Dalam dakwaan Suranto, jaksa menyatakan terdakwa selaku Kadis ESDM Babel telah menyetujui Rencana Kerja Anggaran dan Biaya (RKAB) periode 2015-2019 secara ilegal terhadap 5 smelter, yakni PT Refined Bangka Tin beserta perusahaan afiliasinya, CV Venus Inti Perkasa beserta perusahaan afiliasinya, PT Sariwiguna Binasentosa beserta perusahaan afiliasinya, PT Stanindo Inti Perkasa beserta perusahaan afiliasinya, dan PT Tinindo Internusa beserta perusahaan afiliasinya.

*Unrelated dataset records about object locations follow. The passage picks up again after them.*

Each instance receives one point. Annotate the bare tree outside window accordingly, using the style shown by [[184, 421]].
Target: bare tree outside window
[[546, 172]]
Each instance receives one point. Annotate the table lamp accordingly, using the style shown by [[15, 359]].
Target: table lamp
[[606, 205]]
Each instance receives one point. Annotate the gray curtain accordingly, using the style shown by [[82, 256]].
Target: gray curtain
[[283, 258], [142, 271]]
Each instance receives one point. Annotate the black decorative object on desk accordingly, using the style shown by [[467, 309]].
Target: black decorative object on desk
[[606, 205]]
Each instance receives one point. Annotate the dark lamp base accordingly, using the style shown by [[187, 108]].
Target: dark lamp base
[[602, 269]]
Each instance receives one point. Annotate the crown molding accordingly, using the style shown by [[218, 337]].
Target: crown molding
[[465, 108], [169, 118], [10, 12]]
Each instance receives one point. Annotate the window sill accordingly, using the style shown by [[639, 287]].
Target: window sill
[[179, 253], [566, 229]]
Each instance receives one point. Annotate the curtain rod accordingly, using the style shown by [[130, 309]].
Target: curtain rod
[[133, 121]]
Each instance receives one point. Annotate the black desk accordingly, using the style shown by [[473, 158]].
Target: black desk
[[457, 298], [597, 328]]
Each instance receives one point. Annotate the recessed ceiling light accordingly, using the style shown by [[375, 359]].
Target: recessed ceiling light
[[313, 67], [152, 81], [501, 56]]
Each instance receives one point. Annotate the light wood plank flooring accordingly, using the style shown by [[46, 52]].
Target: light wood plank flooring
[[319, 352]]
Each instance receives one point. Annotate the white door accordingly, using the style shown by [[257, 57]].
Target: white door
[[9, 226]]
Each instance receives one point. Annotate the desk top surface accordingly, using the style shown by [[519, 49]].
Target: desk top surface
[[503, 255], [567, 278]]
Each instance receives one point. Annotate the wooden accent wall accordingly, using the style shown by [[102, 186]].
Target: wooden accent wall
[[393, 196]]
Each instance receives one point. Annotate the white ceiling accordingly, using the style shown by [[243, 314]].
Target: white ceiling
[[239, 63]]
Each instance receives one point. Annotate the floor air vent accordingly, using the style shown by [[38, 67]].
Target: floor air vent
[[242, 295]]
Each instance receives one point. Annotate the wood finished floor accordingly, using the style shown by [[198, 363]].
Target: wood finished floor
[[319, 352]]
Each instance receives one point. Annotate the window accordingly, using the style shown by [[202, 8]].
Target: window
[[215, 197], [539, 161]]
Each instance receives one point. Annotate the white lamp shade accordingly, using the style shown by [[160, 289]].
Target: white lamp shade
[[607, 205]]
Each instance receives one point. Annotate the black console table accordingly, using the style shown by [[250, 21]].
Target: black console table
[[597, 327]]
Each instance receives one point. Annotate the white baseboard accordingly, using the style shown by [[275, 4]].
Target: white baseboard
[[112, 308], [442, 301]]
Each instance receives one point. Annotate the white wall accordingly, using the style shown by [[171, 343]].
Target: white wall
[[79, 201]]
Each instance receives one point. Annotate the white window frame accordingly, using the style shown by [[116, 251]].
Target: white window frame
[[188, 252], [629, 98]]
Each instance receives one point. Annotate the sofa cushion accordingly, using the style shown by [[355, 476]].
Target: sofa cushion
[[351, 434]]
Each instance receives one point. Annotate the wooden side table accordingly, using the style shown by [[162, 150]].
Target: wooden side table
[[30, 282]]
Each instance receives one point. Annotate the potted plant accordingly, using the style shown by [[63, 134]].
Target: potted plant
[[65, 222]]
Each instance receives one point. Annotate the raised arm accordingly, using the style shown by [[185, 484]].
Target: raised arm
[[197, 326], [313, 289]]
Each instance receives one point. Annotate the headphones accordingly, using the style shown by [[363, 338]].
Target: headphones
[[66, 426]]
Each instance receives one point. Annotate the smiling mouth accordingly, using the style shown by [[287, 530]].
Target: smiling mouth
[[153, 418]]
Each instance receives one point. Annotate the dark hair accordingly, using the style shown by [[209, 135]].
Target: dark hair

"Yang dengan RKAB tersebut seharusnya digunakan sebagai dasar untuk melakukan penambangan di wilayah IUP masing-masing perusahaan smelter dan afiliasinya, akan tetapi RKAB tersebut juga digunakan sebagai legalisasi untuk pengambilan dan mengelola bijih timah hasil penambangan ilegal di wilayah IUP PT Timah Tbk," jelas dia.
Jaksa mengatakan, terdakwa tidak melakukan pembinaan dan pengawasan terhadap perusahaan pemegang Izin Usaha Jasa Pertambangan (IUJP) yang bekerja sama dengan PT Timah Tbk periode 2015-2019. Sebab itu, pihak swasta yang bekerja sama dengan PT Timah pun menjadi leluasa dalam aktivitas penambangan secara ilegal dan melakukan transaksi jual beli bijih timah.
"Yang mengakibatkan tidak terlaksananya tata kelola pengusahaan pertambangan yang baik sehingga berdampak pada kerusakan lingkungan di Provinsi Kepulauan Bangka Belitung, karena pada kenyataannya RKAB yang telah disetujui tersebut hanya formalitas untuk mengakomodir pengambilan dan pengelolaan bijih timah secara ilegal dari wilayah IUP PT Timah, Tbk," jaksa menandaskan.
Atas dasar itu, mereka didakwa melanggar Pasal 2 ayat (1) dan Pasal 3 jo Pasal 18 Undang-Undang Nomor 31 Tahun 1999 tentang Pemberantasan Tindak Pidana Korupsi sebagaimana telah diubah dengan Undang-Undang Nomor 20 Tahun 2001 tentang Perubahan atas Undang-Undang Nomor 31 Tahun 1999 tentang Pemberantasan Tindak Pidana Korupsi jo Pasal 55 ayat (1) ke-1 KUHP.